A lawsuit was recently filed against the owners and operators of an amusement park ride that seriously injured a family of four at the North Carolina State Fair this fall. According to ABC 11 News, the lawsuit is seeking $150 million in damages.
Reports say that in October, a family of four was injured while exiting the Vortex ride at the North Carolina State Fair in October. Anthony and Kisha Gorham, Justen Hunter and Shykema Dempsey were all injured when the ride started unexpectedly.
A lawyer representing the family said that Anthony Gorham suffered the worst of the injuries including severe brain and spinal cord injuries as well as a loss of vision in at least one eye. Gorham remains hospitalized. Estimates from the family’s attorney say Gorham is already facing at least $500,000 in medical bills and will never be able to function normally again.

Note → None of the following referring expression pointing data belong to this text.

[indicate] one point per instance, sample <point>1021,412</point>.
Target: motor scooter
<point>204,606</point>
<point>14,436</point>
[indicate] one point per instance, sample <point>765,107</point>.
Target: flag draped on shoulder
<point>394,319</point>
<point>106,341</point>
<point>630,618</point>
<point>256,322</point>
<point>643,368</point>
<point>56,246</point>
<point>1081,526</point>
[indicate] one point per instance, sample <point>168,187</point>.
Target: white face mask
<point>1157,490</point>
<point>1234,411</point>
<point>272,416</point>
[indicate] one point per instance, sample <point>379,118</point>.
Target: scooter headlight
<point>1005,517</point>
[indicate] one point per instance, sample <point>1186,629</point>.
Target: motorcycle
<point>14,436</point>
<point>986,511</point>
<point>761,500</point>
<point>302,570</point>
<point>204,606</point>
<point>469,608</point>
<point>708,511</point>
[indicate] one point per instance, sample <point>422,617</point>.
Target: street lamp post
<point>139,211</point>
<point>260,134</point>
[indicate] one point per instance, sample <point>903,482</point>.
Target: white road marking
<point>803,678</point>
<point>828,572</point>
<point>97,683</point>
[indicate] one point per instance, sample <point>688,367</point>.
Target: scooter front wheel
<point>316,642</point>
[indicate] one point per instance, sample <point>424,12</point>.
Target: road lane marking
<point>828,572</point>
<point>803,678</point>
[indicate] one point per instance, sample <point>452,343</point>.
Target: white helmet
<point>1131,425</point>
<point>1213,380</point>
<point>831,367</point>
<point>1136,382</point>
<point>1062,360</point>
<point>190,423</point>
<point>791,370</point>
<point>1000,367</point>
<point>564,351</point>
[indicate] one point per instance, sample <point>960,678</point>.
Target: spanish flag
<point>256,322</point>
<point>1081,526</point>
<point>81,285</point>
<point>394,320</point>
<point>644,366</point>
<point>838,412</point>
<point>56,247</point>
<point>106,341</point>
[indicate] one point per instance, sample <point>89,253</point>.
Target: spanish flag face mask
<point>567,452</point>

An investigation conducted shortly after the accident led to the arrest of ride operator Tim Tutterrow for tampering with the ride’s safety mechanism. The ride owner Josh Macaroni was later arrested and charged with three counts of assault with a deadly weapon.
The lawsuit filed by the family lists the owner of the Vortex, Family Attractions Amusement and fairgrounds operators Powers Great American Midways.

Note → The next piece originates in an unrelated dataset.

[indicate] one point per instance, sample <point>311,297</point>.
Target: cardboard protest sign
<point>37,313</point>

Family Attractions Amusements issued a statement on Thursday expressing sorrow for the tragic accident. The statement also distanced the family-run company from the accident saying they are not the owner of the Vortex and denied accusations the ride had been rigged to increase revenue.
The U.S. Consumer Product Safety Commission (CPSC) conducted a study of amusement park ride accidents from 1997 to 2004. In that time period, there was an average of 2,500 injuries each year involving mobile amusement rides. Fixed-site rides accounted for an additional 3,400 injuries each year. Both mobile and fixed-site amusement rides were involved in an estimated four fatalities each year.